Dynamic Market Design

Abstract: Classic market design theory is rooted in static models where all participants trade simultaneously. In contrast, modern platform-mediated digital markets are fundamentally dynamic, defined by the asynchronous and stochastic arrival of supply and demand. This chapter surveys recent work that brings market design to this dynamic setting. We focus on a methodological framework that transforms complex dynamic problems into tractable static programs by analyzing the long-run stationary distribution of the system. The survey explores how priority rules and information policy can be designed to clear markets and screen agents when monetary transfers are unavailable, and, when they are available, how queues of participants and goods can be managed to balance intertemporal mismatches of demand and supply and to spread competitive pressures across time.

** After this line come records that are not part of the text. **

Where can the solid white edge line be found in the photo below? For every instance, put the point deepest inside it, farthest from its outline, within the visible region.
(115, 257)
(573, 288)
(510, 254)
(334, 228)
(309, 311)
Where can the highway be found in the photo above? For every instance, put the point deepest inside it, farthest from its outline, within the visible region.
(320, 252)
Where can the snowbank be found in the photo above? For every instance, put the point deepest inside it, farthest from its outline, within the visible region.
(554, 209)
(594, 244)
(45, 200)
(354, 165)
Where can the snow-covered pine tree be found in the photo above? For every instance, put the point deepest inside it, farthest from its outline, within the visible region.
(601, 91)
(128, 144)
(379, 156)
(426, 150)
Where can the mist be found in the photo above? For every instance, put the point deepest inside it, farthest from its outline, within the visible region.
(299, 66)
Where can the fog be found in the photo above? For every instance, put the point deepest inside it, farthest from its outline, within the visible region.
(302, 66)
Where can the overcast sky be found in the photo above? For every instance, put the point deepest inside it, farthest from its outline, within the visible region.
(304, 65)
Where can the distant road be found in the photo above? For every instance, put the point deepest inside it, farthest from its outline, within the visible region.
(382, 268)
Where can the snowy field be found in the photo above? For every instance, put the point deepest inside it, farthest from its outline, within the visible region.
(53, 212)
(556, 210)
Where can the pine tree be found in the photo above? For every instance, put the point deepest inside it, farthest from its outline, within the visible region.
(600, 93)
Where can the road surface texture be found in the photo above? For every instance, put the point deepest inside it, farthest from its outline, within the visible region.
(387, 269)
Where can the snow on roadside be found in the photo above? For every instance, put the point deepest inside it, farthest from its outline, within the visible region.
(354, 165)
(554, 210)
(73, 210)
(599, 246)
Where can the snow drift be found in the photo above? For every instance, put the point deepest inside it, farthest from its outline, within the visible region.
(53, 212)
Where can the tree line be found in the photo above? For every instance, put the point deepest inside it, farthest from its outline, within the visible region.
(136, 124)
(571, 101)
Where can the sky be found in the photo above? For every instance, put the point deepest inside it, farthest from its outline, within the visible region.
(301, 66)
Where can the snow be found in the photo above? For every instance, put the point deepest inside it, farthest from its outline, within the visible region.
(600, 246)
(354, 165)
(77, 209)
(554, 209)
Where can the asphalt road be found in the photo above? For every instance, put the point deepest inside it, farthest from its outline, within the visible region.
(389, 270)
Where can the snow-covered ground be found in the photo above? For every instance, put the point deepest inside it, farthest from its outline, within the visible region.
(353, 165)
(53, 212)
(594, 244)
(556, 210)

• The paper introduces a steady-state framework that reduces dynamic matching and allocation problems to static optimization via unique stationary distributions.
• It integrates queueing theory with mechanism design to derive optimal admissions, priority rules, and information policies in both NTU and TU market settings.
• The analysis reveals that FCFS uniquely maintains waiting incentives in dynamic queues while large market limits converge to efficient static auction outcomes.

Dynamic Market Design: A Steady-State Framework for Asynchronous Matching and Queueing

Introduction and Motivation

Market design theory has traditionally been based on static models assuming synchronous and simultaneous participation of all agents. However, digital platforms have enabled dynamic marketplaces where buyers and sellers arrive asynchronously according to stochastic processes. This paper ("Dynamic Market Design" (2601.00155)) surveys and develops a robust methodology based on transforming complex, infinite-horizon dynamic allocation and matching problems into tractable static optimization problems by focusing on their long-run stationary distributions. Integrating insights from queueing theory and mechanism design, it addresses both non-transferable utility (NTU) and transferable utility (TU) environments, developing a general framework for optimal admissions, information, and priority policies.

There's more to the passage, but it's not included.